Use this example as an entry point:

```python
from b2bTools import SingleSeq
single_seq = SingleSeq("/path/to/example.fasta")
single_seq.predict(tools=['dynamine', 'agmata'])
predictions = single_seq.get_all_predictions('SEQ001')

backbone_pred = predictions['SEQ001']['backbone']
sidechain_pred = predictions['SEQ001']['sidechain']
agmata_pred = predictions['SEQ001']['agmata']

plt.plot(range(len(backbone_pred)), backbone_pred, label = "Backbone")
plt.plot(range(len(backbone_pred)), sidechain_pred, label = "Sidechain")
plt.plot(range(len(backbone_pred)), agmata_pred, label = "Agmata")

plt.legend()
plt.xlabel('aa_position')
plt.ylabel('pred_values')
plt.show()
```

**💡 Relevant idea:** Using the package from Jupyter Notebooks is a good idea to test the package. If you are using [Google Colab](https://colab.research.google.com), install the package directly from `pip` inside a _code block_

```python
!pip install b2bTools
```

### 🐳 Docker-way to quick start
> Docker is an open platform for developing, shipping, and running applications. Docker enables you to separate your applications from your infrastructure so you can deliver software quickly. With Docker, you can manage your infrastructure in the same ways you manage your applications. By taking advantage of Docker’s methodologies for shipping, testing, and deploying code quickly, you can significantly reduce the delay between writing code and running it in production.

**🔗 Related link:** [Docker official documentation](https://www.docker.com/).

#### Preconditions
You have downloaded the source code of the Bio2Byte Tools in your local environment:

```console
$ git clone git@bitbucket.org:bio2byte/b2btools.git && cd b2btools
```

#### Steps

In order to import/export files from your host to the container and viceversa create a volume using the `-v $(pwd)/swap:/data` parameter.
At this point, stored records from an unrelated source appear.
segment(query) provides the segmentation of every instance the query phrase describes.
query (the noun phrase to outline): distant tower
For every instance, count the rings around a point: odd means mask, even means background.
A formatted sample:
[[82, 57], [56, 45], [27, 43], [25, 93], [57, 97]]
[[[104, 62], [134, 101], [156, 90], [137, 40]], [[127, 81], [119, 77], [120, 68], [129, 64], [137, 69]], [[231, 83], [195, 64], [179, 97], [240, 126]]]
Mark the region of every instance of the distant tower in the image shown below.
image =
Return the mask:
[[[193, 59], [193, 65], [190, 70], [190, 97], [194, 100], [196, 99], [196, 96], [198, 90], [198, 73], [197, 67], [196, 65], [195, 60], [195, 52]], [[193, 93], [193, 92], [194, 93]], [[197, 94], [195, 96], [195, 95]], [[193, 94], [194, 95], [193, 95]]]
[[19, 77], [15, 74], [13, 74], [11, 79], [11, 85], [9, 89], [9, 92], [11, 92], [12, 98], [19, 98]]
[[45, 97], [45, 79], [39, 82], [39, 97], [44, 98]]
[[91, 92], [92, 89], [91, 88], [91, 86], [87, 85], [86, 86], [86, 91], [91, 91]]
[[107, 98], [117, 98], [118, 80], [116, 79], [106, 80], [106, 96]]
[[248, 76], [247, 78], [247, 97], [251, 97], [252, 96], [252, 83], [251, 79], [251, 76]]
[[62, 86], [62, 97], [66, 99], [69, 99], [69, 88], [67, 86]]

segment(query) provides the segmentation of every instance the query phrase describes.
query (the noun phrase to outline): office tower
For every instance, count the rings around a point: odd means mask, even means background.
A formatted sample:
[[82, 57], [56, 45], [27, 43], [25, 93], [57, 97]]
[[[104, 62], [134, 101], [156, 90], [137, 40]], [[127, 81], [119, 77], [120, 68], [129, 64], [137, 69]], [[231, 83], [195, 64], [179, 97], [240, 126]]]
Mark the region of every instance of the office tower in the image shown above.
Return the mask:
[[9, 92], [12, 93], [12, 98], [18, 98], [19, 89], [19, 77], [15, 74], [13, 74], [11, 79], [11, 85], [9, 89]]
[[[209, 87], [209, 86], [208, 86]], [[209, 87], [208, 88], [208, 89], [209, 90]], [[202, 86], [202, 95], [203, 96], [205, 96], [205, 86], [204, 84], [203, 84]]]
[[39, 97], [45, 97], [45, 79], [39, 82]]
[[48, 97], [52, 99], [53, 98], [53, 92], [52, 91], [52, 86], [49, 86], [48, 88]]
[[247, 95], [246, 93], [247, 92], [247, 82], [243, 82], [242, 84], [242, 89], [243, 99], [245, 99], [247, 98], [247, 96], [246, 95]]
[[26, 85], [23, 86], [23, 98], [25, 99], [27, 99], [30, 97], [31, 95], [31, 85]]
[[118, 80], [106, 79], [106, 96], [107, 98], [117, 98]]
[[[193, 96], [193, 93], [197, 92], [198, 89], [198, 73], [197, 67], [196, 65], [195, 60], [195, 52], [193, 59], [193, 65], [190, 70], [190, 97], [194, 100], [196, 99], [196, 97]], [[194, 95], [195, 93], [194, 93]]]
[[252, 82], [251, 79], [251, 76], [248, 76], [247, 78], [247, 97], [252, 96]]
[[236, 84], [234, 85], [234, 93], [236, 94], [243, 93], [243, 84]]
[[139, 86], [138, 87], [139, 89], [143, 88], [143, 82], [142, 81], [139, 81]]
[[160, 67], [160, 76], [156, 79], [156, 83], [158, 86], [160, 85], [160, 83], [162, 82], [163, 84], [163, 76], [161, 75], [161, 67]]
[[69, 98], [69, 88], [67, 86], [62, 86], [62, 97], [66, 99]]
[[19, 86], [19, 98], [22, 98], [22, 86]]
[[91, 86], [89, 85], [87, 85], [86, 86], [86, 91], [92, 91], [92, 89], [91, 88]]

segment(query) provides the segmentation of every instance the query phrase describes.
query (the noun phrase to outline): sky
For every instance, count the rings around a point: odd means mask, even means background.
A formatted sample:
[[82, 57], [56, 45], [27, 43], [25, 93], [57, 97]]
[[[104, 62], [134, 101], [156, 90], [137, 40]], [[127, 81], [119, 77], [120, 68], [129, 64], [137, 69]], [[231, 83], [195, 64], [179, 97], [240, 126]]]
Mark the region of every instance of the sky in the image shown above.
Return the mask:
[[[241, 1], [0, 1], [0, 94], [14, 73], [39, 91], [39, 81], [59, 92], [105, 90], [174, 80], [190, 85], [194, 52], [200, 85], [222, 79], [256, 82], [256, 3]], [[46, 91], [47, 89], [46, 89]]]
**⚠️ Important note:** Be sure your input files are inside `$(pwd)/swap`.

```console
$ docker build --tag b2b-tools .
$ docker run -it -v $(pwd)/swap:/data b2b-tools -disomine -file /data/input_example.fasta -output /data/result.json -identifier test
```

**⚠️ Important note:**
- The output file titled `result.json` will be stored inshde `$(pwd)/swap`.
- The available parameters after `b2b-tools` are:

| Parameter    | Purpose                                                | Example                                |
|--------------|--------------------------------------------------------|----------------------------------------|
| `-file`      | Path to the input file                                 | `-input /path/to/input/file.fasta`     |
| `-output`    | Path to the output file (a JSON file with the results) | `-output /path/to/output/results.json` |
| `-dynamine`  | Run Dynamine predictor                                 | `-dynamine`                            |
| `-disomine`  | Run Disomine predictor                                 | `-disomine`                            |
| `-efoldmine` | Run EfoldMine predictor                                | `-efoldmine`                           |
| `-agmata`    | Run AgMata predictor                                   | `-agmata`                              |

## ⚙️ First time setup
The following steps are required in order to install the b2bTools package in your local environment:

### Conda package installation

> Conda is an open source package management system and environment management system that runs on Windows, macOS and Linux. Conda quickly installs, runs and updates packages and their dependencies. Conda easily creates, saves, loads and switches between environments on your local computer. It was created for Python programs, but it can package and distribute software for any language.

**🔗 Related link:** [Conda official documentation](https://docs.conda.io/).

To install this package with conda, run:

```console
$ conda install -c Bio2Byte b2bTools
```

**⚠️ Important note:** some Linux users might experience dependency conflicts during the conda installation. Please use the pip installation (described below) if you encounter them.

If you must use conda, use the following command:
```console
$ conda install --override-channels --channel defaults --channel conda-forge --channel Bio2Byte --channel pytorch b2btools
```

### Pip package installation
> pip is the package installer for Python. You can use pip to install packages from the Python Package Index and other indexes.

**🔗 Related link:** [Pip official documentation](https://pypi.org/).

```console
$ pip install b2bTools
```

## 🐍 Package usage

Given a predictor could be built on top of other, it is usual to get more output predictions than the expected:

| Predictor | Depends on            |
|-----------|-----------------------|
| Dynamine  | None                  |
| EfoldMine | [Dynamine]            |
| Disomine  | [EfoldMine, Dynamine] |
| AgMata    | [EfoldMine, Dynamine] |

### 🧭 Basic flow
This section will explain you in details the script mentioned inside the Quick start section.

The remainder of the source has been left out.